Crazy to see Joel Brusewitz posting on here!

And since I often play Devil's Advocate to you guys, I respect your doing so - but I really believe that this guy was just being a jerk. If I didn't feel he was, I don't think I would have been so angered over it. I have already done quite a bit for the group, and don't take kindly to people calling me out.

Susan's email was something along these lines:

"Arsh, this is not something we can institute as a group. We invite you to come talk to the group, but before you come you should know the rules. You will need to keep your talk to a minute, as our runners come dressed ready to run and have very short attention spans.
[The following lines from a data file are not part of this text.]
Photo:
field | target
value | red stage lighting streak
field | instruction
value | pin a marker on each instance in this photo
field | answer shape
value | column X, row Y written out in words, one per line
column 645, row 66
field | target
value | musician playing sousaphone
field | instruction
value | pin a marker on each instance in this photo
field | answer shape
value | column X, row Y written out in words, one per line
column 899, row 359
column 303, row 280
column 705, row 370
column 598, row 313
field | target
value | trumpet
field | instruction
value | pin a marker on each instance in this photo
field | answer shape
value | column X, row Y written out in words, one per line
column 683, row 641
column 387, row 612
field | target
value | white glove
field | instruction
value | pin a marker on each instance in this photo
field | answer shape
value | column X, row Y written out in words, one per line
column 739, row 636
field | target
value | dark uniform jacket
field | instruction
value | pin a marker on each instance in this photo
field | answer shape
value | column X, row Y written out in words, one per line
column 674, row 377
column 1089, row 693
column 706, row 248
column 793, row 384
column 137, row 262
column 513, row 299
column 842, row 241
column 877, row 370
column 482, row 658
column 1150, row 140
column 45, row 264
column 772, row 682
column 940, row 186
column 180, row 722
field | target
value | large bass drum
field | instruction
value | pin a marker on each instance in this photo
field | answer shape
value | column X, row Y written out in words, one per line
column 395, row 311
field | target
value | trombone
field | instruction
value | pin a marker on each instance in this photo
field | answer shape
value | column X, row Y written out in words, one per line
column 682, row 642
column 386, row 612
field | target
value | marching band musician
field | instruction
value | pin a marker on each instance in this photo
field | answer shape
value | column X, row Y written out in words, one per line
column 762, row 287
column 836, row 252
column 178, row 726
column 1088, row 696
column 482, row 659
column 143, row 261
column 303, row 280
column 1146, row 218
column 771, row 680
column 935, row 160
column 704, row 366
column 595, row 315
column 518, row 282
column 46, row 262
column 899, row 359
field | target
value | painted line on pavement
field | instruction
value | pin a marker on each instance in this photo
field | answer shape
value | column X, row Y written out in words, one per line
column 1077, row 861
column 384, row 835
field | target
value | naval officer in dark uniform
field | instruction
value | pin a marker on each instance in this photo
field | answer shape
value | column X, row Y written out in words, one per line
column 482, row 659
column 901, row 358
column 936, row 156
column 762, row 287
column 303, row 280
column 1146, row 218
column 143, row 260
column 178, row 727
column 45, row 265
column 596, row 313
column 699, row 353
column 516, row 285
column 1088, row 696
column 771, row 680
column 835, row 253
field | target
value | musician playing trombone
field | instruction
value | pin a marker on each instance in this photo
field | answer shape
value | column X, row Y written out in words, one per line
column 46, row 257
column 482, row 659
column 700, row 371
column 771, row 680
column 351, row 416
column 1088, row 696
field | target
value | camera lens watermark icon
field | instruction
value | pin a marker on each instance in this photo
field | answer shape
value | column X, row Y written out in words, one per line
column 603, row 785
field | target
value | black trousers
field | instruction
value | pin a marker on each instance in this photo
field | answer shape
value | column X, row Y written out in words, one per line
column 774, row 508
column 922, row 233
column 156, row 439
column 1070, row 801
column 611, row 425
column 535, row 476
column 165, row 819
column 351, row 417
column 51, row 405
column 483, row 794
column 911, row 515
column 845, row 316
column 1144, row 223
I cannot stress that you MUST keep it to 60 seconds. If people want to get additional information from you, they can talk to you on their own. If this rule is okay, we have no problem with you stopping by."

And keep in mind, I had already put stuff in the newsletter, and they already had two girls come talk to us back on January 26. So it's not like everyone in the group hasn't heard it a few times.

OJ said...

I agree, I am not a fan of this shit, especially when they make you feel bad for not helping.

alyssa said...

Homeless people come into the bank all the time but they are not looking for jay oh bees, that's fo sho.

Nads&Jens-CrazyTop10s said...

I loved everything about this post, right down to the bad fucking words! What a pisshole, pommie bastard. I think it's terrific that you run/swim/race for yourself and it only takes confidence to say so. Not everything has to be so fucking integrated. Why do people make up cooking recipes? Because they like to. Why do people garden, watch movies, follow sports, play the guitar...? Because they freaking enjoy it for its own purpose. You can be a charitable person in a different regard! Those uppity bitch lickers can take their glide nipple cream and camelback totebags and half-marathon their way to hell.

Let he who is without sin cast the first stone! Bloody judgemental wonker.

David said...

Slightly off-topic, but related . . . Last year, when I finished second in the "20 in 24" Lone Ranger division (a BOMF production), with 111 miles in 24 hours, my prize was . . . $75. The entry fee for the race was $150.

This year, the "20 in 24" is "sold out," but they will consider letting 20 more people run it, if they are willing to pay $500 (that is not a typo).